Die Politik sah sich daher zum Handeln gezwungen. Die Internationale Bevollmächtigtenkonferenz für die Bodenseefischerei (IBKF) – ein Zusammenschluss Deutschlands, Österreichs, Liechtensteins und der Schweiz – beschloss Ende Juni ein absolutes Fangverbot. Dies soll ab dem 1. Januar 2024 für drei Jahre gelten und dafür sorgen, dass sich der Felchenbestand wieder erholen kann.

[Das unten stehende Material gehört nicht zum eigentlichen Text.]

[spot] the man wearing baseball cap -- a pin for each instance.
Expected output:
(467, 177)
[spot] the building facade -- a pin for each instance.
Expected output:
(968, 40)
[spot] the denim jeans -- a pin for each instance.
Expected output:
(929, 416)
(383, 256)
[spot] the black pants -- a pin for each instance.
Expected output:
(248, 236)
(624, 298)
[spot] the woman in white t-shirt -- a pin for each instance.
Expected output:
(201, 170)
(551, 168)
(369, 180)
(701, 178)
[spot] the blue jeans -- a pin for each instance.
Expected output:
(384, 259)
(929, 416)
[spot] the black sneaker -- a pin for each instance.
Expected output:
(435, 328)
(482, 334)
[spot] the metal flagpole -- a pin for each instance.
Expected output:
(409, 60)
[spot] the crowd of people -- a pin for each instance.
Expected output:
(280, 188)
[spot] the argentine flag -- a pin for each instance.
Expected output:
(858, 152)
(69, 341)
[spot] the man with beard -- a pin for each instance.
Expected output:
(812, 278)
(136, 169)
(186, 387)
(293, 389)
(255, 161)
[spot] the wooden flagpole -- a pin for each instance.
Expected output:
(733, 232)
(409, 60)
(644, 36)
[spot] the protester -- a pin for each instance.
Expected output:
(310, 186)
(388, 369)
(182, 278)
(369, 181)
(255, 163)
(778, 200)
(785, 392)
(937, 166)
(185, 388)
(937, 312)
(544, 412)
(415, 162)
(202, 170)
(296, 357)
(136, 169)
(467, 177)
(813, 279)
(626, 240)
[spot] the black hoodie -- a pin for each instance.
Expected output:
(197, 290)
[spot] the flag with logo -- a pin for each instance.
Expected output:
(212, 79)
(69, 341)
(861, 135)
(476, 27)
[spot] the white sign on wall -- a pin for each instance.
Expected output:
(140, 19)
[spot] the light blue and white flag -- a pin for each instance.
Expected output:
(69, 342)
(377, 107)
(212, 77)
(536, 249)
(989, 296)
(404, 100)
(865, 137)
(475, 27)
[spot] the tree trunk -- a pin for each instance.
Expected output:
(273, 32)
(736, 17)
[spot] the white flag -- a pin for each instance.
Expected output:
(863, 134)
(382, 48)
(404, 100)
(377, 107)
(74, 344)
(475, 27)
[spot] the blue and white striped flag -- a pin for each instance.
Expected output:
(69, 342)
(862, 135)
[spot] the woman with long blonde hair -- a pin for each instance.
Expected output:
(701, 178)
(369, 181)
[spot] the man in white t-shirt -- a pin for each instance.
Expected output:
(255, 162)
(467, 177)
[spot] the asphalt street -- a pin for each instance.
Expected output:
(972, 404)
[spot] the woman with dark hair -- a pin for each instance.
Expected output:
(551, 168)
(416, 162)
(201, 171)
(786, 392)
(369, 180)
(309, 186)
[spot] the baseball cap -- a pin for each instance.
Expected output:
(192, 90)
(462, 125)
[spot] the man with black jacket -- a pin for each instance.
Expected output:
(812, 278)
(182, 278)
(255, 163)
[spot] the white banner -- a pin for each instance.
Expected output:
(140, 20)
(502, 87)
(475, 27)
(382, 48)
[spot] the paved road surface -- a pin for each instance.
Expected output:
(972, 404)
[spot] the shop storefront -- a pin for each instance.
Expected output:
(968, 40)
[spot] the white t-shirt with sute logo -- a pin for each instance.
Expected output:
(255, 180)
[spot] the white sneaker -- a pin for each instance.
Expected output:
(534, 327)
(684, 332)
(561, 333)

Dieses Ziel zumindest teilt Elke Dilger, die nun auf Steinstufen im Fischerhafen sitzt und über ihre Leidenschaft seit Kindesbeinen spricht. Denn es gehe nicht nur um ihren eigenen Beruf, sondern „um ein gesundes und nachhaltiges Nahrungsmittel für die gesamte Region“. Doch mit der Umsetzung ist die Vorsitzende der Badischen Berufsfischer nicht einverstanden. „Uns Fischern ein Verbot aufzusetzen und die großen Störfaktoren, die den Fischbestand belasten, laufen zu lassen, obwohl wir den kleinsten Einfluss haben, ist viel zu einfach gedacht“, sagt die 54-Jährige.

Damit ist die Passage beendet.